Two years ago, a bill with similar goals — it was referred to then as the “forced pooling” bill, a name supporters are trying to avoid this session — died on the last night of the session in a rare tie vote, with liberal Democrats and conservative Republicans opposing it as a violation of private property rights.

Several bills with similar goals have been tossed around this session, but using somewhat different tools and labels than the “forced pooling” bill that went down in 2015. In the Senate, Judiciary Chairman Charles Trump, R-Morgan, had tried to forge a compromise.
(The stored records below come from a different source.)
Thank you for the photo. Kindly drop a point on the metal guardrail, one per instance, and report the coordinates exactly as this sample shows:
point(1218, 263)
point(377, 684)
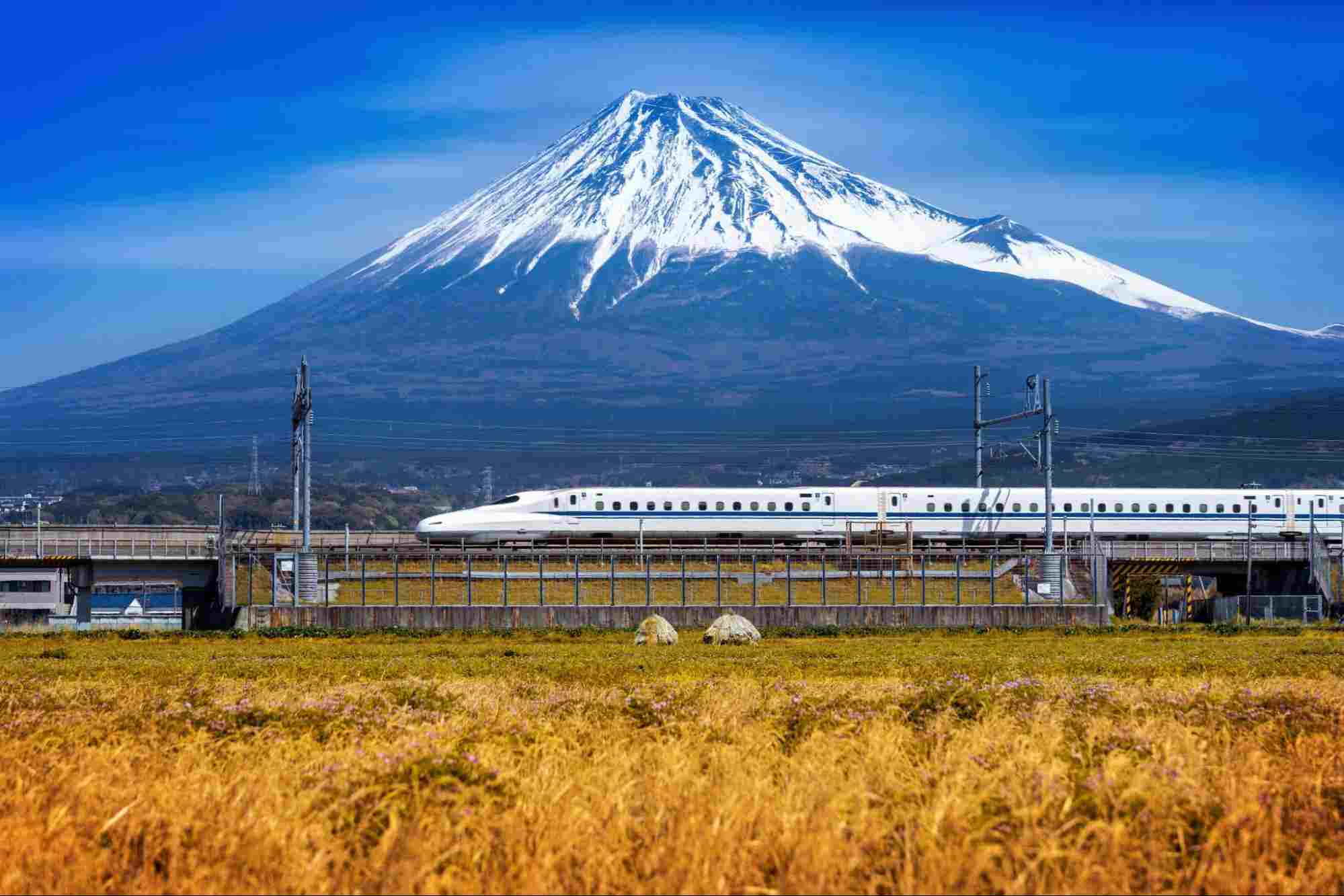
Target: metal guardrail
point(625, 578)
point(1214, 551)
point(109, 548)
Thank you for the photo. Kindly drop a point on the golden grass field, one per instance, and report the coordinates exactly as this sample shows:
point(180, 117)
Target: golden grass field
point(1140, 761)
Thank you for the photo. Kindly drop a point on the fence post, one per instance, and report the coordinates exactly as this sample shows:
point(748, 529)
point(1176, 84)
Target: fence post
point(753, 579)
point(683, 579)
point(924, 566)
point(823, 577)
point(718, 578)
point(959, 579)
point(994, 574)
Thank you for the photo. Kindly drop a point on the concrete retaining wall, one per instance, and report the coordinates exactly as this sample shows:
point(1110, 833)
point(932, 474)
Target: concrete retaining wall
point(693, 617)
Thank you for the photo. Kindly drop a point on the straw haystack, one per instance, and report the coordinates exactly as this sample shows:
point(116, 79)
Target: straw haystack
point(732, 629)
point(655, 630)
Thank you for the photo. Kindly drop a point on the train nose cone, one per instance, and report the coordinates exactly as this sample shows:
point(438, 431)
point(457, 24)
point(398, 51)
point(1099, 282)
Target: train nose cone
point(428, 526)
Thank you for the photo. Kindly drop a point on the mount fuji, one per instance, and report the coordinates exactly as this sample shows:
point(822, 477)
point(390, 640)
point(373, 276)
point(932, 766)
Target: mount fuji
point(676, 251)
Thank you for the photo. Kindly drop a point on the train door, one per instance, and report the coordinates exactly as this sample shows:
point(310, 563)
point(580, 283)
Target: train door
point(827, 504)
point(1320, 504)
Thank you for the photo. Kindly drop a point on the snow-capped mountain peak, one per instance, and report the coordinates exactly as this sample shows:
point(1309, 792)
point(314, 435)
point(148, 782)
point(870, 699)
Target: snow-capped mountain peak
point(656, 177)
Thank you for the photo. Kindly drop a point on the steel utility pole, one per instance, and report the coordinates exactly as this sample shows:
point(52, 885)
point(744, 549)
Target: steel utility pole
point(979, 425)
point(1251, 516)
point(301, 419)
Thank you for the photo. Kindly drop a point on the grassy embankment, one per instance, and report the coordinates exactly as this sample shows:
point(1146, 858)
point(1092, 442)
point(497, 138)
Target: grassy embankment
point(596, 587)
point(926, 762)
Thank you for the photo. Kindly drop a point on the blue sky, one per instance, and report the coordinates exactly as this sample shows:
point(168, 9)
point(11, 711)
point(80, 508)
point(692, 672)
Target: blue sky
point(172, 168)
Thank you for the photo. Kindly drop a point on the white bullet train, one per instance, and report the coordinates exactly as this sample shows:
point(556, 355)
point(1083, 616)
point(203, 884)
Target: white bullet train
point(828, 512)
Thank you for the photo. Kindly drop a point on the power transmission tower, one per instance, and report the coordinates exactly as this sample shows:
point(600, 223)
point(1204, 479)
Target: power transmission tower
point(254, 483)
point(301, 450)
point(1037, 405)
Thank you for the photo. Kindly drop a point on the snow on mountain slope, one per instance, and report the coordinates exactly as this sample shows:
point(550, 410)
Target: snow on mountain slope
point(655, 177)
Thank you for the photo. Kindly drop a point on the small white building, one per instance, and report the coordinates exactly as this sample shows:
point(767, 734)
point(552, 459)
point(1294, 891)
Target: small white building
point(32, 587)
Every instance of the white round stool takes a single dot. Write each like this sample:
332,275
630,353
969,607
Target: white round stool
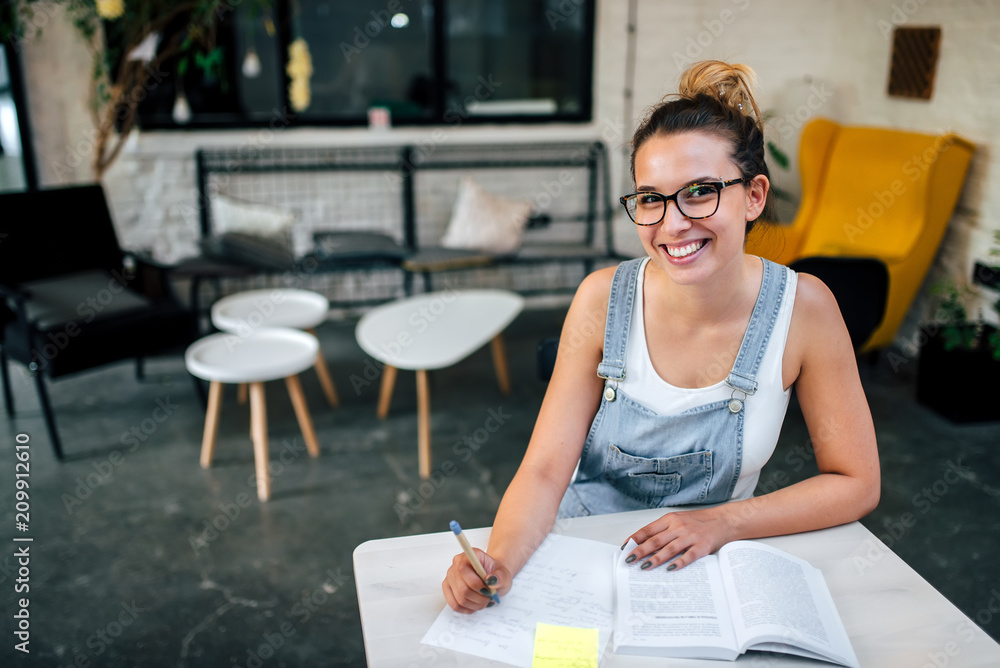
267,354
245,312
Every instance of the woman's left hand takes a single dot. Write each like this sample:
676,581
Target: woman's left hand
691,534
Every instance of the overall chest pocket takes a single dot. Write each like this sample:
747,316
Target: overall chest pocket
661,481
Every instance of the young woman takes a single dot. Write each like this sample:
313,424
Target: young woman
694,367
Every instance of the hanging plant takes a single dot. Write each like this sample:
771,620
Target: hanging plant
151,33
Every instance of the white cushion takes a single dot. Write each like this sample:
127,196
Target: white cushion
485,222
233,215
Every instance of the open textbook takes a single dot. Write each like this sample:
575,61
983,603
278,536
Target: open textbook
748,596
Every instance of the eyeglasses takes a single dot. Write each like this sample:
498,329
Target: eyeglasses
695,201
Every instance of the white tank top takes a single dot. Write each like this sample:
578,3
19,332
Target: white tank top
765,410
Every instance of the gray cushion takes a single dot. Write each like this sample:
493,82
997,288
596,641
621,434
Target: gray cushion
443,259
333,246
83,296
249,249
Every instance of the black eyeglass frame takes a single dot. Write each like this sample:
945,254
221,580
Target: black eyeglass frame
719,185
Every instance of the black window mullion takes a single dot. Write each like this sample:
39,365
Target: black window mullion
439,58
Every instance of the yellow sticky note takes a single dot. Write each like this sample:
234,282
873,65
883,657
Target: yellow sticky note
564,647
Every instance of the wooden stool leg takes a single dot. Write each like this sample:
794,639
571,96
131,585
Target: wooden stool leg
324,377
385,392
258,426
423,424
500,363
211,423
302,413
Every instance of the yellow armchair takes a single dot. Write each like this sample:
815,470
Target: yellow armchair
872,193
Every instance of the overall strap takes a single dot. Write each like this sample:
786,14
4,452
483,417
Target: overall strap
765,311
612,366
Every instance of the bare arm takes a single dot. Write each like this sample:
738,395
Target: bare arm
820,360
528,509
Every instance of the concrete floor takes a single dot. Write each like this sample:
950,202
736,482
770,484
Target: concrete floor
140,557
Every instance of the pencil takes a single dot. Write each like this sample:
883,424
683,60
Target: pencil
473,559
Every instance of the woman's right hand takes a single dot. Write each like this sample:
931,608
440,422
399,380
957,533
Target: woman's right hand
463,588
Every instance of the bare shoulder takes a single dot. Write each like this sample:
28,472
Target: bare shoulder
596,287
817,326
588,312
814,300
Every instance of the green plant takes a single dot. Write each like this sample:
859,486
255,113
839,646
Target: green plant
184,30
958,331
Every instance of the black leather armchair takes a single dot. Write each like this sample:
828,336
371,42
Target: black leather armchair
72,299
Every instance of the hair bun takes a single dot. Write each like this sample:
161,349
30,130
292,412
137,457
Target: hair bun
731,84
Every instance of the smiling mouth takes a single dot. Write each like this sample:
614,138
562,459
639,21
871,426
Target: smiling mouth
687,249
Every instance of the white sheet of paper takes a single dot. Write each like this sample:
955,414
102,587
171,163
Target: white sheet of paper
566,582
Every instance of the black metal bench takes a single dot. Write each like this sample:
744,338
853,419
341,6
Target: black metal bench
369,219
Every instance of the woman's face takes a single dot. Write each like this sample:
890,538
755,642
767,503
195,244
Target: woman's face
690,251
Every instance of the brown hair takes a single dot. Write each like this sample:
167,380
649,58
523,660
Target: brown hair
717,98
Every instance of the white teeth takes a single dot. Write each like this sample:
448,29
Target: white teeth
684,251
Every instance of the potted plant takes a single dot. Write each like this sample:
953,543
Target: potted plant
960,361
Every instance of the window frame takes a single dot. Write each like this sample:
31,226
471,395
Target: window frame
439,59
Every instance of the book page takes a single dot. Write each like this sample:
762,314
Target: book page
565,583
681,613
779,599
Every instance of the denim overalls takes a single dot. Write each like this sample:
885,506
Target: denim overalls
634,458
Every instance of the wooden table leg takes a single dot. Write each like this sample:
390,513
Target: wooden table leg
385,392
211,423
423,424
324,377
302,413
500,363
258,426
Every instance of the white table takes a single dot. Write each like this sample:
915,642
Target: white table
433,331
245,312
895,619
267,354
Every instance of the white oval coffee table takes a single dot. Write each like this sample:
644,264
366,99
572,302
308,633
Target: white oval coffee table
266,354
433,331
245,312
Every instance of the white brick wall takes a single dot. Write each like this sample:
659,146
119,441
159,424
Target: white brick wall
838,47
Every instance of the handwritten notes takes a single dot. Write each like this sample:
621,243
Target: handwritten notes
565,647
565,583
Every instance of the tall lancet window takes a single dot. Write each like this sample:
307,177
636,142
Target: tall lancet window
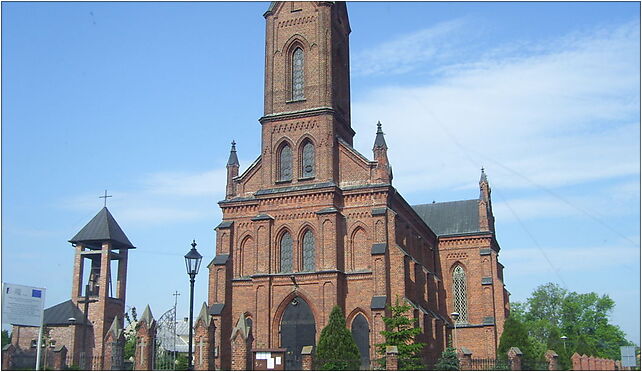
460,294
298,80
285,164
286,253
308,251
307,162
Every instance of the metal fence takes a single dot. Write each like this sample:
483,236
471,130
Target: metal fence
483,364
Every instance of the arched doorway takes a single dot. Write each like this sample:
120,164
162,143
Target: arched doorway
361,335
297,330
But the bill presents especially complicated issues about property rights, royalty payments, common law and ongoing litigation, while also generating complex, confusing and often overlapping alliances and rivalries among different mineral and landowner groups, large and small drilling companies, environmentalists and a Farm Bureau lobby that is especially strong in the House.

Anderson said that he had planned in Energy Committee to strip the bill of its “joint development” or “lease integration” language and move forward with just a bill on co-tenancy.

The co-tenancy part of the bill had more broad support because many parties agree on the notion that a co-owner with a very tiny share of a mineral reserve shouldn’t get to stop the majority of owners from developing that resources.

“This House does not buy into ‘lease integration’,” Anderson said. “Many members made that clear to me.”

Even with a co-tenancy only bill, Anderson said he wasn’t sure he had the votes to get the legislation through his committee and onto the floor.